Angela Merkel, the renowned German Chancellor was not the sole German high-profile official who may have been secretly spied upon by its allies as the Head of a German Federal Chancellery unit allegedly had his notebook tainted by the infamous Regin, an Internet based-espionage program supposed to be employed by the National Security Agency (NSA) of United States and its close intelligence aides, said cio.com on October 26, 2015.

The Federal prosecuting office of Germany has started a probe into the alleged breach, Der Spiegel, Germany's known news magazine reported lately. The Chancellery is said to be the federal body that works for Merkel's office.

Regin possesses more than 75 modules and is described as one of the most advanced malwares that have ever been identified by security experts. Its modules facilitate a wide-array of functions that include: password embezzling, capturing of network traffic and seizing of screenshots, recovering deleted files and also exfiltrated data.

The malware (referring to Regin) has been discovered in the networks of a wide range of business houses and organizations that includes government bodies, energy sector units, airlines, research organizations and even classified individuals.

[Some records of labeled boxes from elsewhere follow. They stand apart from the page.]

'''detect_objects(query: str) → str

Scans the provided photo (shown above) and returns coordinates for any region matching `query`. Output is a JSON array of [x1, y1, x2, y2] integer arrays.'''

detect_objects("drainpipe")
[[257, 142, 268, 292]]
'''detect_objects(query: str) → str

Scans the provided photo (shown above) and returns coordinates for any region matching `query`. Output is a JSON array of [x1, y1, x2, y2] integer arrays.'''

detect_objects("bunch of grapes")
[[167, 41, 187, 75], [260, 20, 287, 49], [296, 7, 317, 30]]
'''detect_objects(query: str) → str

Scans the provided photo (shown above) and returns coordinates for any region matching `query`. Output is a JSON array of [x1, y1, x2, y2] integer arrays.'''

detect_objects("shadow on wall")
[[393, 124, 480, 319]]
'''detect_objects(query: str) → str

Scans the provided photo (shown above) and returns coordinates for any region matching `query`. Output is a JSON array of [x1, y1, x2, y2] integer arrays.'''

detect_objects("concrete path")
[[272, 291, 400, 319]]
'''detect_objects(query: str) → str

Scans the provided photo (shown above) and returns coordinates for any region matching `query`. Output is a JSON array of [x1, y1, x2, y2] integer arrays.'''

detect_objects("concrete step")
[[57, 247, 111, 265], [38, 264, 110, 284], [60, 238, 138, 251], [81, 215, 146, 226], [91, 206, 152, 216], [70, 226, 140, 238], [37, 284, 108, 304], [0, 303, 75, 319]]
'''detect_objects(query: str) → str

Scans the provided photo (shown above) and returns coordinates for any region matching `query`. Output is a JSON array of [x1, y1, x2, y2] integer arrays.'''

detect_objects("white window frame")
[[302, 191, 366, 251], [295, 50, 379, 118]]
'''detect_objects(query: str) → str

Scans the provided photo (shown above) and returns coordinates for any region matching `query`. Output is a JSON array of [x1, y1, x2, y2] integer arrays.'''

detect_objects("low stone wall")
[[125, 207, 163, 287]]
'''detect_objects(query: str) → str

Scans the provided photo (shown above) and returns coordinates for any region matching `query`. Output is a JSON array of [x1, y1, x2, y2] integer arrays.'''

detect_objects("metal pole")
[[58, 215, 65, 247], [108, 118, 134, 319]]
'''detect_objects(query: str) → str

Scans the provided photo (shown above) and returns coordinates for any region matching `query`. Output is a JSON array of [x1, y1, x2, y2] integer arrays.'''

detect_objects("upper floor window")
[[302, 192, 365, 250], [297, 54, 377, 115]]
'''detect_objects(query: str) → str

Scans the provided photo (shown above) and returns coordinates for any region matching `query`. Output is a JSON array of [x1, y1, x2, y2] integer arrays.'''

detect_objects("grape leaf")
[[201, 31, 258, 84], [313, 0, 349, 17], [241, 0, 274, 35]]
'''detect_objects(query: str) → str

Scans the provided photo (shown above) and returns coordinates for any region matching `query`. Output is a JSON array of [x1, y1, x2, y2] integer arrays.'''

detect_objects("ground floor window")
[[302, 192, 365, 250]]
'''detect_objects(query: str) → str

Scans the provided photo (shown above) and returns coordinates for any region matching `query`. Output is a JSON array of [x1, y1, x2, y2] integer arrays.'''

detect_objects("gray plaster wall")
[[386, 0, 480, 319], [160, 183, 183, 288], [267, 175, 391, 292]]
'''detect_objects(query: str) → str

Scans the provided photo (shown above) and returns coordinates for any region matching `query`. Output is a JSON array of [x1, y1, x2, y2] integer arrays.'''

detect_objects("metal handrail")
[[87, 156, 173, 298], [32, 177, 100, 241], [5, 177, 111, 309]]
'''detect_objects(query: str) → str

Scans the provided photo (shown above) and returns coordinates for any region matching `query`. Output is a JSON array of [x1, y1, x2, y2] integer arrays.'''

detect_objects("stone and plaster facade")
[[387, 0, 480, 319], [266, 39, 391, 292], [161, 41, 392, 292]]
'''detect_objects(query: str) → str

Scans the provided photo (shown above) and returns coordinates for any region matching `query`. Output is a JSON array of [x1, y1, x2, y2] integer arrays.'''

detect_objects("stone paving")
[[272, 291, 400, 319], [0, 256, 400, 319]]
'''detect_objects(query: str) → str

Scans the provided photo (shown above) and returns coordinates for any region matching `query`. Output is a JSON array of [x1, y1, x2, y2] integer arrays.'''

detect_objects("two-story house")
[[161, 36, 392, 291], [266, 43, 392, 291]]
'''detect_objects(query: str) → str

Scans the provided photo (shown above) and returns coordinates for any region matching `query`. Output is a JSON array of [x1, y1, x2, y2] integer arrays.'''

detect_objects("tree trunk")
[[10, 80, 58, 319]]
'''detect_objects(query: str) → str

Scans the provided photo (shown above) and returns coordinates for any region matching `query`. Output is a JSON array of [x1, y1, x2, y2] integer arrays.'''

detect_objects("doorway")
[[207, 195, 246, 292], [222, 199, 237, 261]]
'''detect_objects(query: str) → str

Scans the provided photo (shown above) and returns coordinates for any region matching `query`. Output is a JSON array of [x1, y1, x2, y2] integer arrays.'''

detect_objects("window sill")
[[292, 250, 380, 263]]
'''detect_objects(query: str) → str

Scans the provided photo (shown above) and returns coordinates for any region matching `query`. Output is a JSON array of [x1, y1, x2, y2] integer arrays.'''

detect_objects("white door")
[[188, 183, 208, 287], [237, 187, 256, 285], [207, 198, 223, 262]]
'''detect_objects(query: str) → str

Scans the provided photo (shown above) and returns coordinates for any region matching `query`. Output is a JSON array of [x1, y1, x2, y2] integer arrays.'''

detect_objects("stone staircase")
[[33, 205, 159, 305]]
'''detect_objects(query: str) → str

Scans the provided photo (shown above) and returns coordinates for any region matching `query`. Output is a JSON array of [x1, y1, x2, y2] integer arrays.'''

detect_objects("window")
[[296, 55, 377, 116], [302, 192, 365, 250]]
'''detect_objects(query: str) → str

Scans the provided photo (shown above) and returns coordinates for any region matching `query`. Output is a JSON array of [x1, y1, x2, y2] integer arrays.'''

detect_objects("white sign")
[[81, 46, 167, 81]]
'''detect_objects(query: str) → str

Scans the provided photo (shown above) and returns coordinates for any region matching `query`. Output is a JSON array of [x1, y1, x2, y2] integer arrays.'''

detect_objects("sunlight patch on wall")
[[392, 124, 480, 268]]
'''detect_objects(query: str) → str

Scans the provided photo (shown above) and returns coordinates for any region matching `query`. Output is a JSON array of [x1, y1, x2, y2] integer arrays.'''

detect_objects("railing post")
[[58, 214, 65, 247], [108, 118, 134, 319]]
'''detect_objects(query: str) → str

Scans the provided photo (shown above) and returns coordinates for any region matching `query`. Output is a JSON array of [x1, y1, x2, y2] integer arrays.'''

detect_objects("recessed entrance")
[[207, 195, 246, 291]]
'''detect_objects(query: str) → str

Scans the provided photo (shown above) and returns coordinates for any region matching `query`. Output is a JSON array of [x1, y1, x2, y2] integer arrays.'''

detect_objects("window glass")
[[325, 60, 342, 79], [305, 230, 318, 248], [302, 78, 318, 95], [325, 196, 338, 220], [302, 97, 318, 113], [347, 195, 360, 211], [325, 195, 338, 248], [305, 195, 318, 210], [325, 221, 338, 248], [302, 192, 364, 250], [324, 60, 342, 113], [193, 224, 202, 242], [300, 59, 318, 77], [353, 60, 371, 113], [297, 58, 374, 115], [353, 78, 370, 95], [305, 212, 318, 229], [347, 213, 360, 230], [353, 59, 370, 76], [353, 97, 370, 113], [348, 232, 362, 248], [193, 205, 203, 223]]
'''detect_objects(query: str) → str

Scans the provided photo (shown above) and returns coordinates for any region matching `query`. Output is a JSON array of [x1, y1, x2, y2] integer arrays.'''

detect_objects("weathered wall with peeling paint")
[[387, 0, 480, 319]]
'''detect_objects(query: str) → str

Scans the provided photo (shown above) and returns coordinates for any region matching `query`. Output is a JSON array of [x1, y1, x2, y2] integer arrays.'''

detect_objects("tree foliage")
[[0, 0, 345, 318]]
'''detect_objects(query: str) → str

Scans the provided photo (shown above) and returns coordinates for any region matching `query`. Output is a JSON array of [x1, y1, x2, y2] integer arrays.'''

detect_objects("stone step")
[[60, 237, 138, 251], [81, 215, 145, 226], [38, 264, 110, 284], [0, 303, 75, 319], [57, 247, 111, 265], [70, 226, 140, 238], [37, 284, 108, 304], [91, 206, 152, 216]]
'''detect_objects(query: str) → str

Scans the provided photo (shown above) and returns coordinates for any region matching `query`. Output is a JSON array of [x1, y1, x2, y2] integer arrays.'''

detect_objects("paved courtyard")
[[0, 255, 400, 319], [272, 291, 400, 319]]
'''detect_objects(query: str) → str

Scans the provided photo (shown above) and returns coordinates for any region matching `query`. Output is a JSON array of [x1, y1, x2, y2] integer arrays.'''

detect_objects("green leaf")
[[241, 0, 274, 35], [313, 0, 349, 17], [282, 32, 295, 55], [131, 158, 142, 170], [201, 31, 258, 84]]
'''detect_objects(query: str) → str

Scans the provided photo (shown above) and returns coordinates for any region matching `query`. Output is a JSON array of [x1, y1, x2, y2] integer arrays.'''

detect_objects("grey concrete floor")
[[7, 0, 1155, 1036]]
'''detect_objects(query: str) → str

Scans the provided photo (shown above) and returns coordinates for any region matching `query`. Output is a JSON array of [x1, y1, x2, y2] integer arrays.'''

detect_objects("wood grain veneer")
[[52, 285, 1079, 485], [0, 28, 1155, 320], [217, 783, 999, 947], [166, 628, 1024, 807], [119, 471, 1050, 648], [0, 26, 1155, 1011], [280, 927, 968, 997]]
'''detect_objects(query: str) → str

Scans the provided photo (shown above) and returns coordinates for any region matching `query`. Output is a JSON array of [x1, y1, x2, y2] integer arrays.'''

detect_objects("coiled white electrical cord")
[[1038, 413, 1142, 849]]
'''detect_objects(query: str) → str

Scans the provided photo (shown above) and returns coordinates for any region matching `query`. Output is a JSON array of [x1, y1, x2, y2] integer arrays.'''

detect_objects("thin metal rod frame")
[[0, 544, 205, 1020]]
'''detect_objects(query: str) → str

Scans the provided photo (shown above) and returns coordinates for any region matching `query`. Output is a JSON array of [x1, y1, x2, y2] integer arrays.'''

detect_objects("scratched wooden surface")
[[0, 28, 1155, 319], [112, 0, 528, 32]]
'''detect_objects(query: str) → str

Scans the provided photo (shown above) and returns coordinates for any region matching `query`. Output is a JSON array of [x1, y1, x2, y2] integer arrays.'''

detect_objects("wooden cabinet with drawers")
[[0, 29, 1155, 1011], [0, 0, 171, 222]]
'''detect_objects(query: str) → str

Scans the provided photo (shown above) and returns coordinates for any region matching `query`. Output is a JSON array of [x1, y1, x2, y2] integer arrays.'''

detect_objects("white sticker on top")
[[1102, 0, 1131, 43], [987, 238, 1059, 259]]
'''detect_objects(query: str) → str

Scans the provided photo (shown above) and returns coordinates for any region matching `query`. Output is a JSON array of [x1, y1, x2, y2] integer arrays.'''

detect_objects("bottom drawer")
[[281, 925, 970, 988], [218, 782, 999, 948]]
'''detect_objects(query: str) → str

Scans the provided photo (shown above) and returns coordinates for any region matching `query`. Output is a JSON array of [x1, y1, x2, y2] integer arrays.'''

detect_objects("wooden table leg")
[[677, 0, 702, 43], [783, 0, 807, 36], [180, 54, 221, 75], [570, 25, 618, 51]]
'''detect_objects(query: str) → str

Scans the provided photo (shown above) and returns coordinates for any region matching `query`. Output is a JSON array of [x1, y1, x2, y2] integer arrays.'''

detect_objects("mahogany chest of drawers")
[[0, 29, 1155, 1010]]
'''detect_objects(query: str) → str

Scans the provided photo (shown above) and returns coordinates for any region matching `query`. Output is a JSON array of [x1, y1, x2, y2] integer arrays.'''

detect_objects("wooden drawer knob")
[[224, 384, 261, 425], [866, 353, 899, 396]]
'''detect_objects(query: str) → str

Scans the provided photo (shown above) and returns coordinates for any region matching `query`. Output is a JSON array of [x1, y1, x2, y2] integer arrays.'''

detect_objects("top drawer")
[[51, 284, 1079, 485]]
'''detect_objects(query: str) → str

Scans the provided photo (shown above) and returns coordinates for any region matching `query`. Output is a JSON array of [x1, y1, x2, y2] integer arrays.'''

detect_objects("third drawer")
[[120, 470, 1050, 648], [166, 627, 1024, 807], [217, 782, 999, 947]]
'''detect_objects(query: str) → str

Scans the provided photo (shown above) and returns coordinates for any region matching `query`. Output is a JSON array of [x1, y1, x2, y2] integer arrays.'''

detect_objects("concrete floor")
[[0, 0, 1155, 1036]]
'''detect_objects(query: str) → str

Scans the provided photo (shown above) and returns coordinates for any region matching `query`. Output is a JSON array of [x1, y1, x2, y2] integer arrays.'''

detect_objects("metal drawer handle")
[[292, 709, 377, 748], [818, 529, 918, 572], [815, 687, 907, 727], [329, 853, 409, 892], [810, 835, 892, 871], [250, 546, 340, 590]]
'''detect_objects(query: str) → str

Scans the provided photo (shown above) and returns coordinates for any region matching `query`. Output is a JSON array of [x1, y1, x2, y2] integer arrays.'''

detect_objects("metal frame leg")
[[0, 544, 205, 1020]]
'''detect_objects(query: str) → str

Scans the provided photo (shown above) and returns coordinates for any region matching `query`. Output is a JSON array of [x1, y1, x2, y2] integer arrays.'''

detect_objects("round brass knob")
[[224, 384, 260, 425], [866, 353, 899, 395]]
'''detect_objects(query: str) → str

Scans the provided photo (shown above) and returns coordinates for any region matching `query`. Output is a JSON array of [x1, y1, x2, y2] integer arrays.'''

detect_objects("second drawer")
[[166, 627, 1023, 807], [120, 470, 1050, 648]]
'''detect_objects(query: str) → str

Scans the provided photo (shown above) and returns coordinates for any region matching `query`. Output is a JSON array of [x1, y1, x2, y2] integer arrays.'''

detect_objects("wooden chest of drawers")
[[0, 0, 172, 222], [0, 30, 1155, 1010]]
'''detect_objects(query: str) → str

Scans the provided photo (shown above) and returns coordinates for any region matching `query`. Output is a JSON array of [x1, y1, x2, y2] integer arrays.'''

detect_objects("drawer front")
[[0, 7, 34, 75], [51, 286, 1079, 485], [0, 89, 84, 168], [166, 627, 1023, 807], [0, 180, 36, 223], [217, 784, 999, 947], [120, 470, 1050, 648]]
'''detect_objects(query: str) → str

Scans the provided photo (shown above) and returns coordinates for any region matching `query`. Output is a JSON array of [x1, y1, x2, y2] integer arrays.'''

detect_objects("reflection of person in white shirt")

The malware in discussion is nicknamed QWERTY, reportedly a plug-in, employed in the WarriorPride framework of the NSA.

That link is supported by Edward Snowden's leaked documents and intricate technical analysis which also indicates Regin has connections to the notorious Stuxnet worm and other malwares like Flame and Duqu, besides the highly sophisticated 'Equation' cybercriminal group that has been in operation for around 15 years now and infected a large number of computers.

The present Chief of the Federal Chancellery is Peter Altmaier, heading the office for the past two years now. The Chancellery is accused of supporting Mrs. Merkel.

Der Spiegel doesn't name the individual heading the Federal Chancellery when it was targeted but go on to stress that the compromise was unearthed in 2014.

A Spokeswoman of the federal prosecution office confirmed that there was a query relating to malware called Regin, however, she turned down other requests to affirm other details as released by the Spiegel report, published securityweek.com on October 24, 2015.